O premiê ou primeiro-ministro, aqui chamado de presidente do governo, é a figura central do poder executivo, e eleito a cada 4 anos pelo Congresso dos Deputados. Este último, sim, por sua vez, é eleito por voto direto, junto com os membros do Senado.)
A direita apresentou como candidato o ex-governador da Galícia, Alberto Núñez Feijóo, atual presidente do Partido Popular (PP), o maior partido conservador do país, com apoio do ultradireitista Vox.
Para fazer frente à massa direitista, os socialistas investiram em longas negociações para costurar acordos com outros 7 partidos.
Sánchez defendeu as alianças em seu discurso de investidura: “o único muro eficaz contra as políticas de extrema-direita nas comunidades e nas câmaras municipais tem sido o governo de coligação progressista de Espanha”.

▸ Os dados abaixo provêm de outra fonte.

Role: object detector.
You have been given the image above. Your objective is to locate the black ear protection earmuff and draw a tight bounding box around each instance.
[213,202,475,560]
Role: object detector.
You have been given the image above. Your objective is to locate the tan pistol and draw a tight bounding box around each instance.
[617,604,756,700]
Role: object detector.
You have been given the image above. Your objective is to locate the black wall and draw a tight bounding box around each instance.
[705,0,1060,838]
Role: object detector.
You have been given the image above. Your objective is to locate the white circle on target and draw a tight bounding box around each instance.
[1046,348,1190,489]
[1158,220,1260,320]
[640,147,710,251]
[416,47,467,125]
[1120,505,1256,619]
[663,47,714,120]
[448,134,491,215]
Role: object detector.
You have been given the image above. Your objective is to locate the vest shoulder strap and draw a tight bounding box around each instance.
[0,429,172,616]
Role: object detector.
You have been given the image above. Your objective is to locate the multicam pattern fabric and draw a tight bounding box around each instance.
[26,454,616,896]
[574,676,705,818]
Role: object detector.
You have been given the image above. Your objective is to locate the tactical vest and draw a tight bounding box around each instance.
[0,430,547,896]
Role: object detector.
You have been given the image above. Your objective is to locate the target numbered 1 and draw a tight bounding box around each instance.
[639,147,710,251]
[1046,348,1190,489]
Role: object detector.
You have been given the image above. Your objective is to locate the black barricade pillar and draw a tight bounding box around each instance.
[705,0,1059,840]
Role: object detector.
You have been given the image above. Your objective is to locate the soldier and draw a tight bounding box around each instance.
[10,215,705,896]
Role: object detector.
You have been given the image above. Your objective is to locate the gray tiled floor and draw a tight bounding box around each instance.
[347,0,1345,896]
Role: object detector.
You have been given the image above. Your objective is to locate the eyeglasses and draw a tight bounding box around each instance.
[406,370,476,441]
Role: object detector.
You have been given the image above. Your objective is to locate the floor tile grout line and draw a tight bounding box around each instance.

Entre os pactos para o novo governo, o PSOE aliou-se ao ERC e ao Juntos pela Catalunha (Junts), partidos separatistas catalães, o que gerou uma das polêmicas mais acirradas desta campanha.
O acordo com o Junts para obter os votos de seus 7 deputados, considerados decisivos para a vitória, incluiu a promessa de concessão da anistia aos presos políticos envolvidos no ‘Procés’ independentista de 2017 e na consulta popular de 2014.
Carles Puigdemont, dirigente do Junts, era governador da Catalunha à época do último referendo independentista.
Em 2017, pouco menos da metade da população catalã compareceu às urnas, mas a maioria dos votos foi a favor da separação. Ato seguido, o governo de Puigdemont declarou independência unilateral da Espanha.
Acusado pelo governo espanhol de peculato e desobediência (a acusação de sedição foi retirada em janeiro deste ano), o líder do Junts fugiu do país para não ser preso. Vive hoje no exílio, em Bruxelas, de onde ainda comanda o partido.
Apoiadores da direita foram às ruas nos últimos dias para protestar contra a posse de Sánchez, tomando a oferta da anistia catalã como leitmotiv principal.
O tema, no entanto, é mais complexo do que parece.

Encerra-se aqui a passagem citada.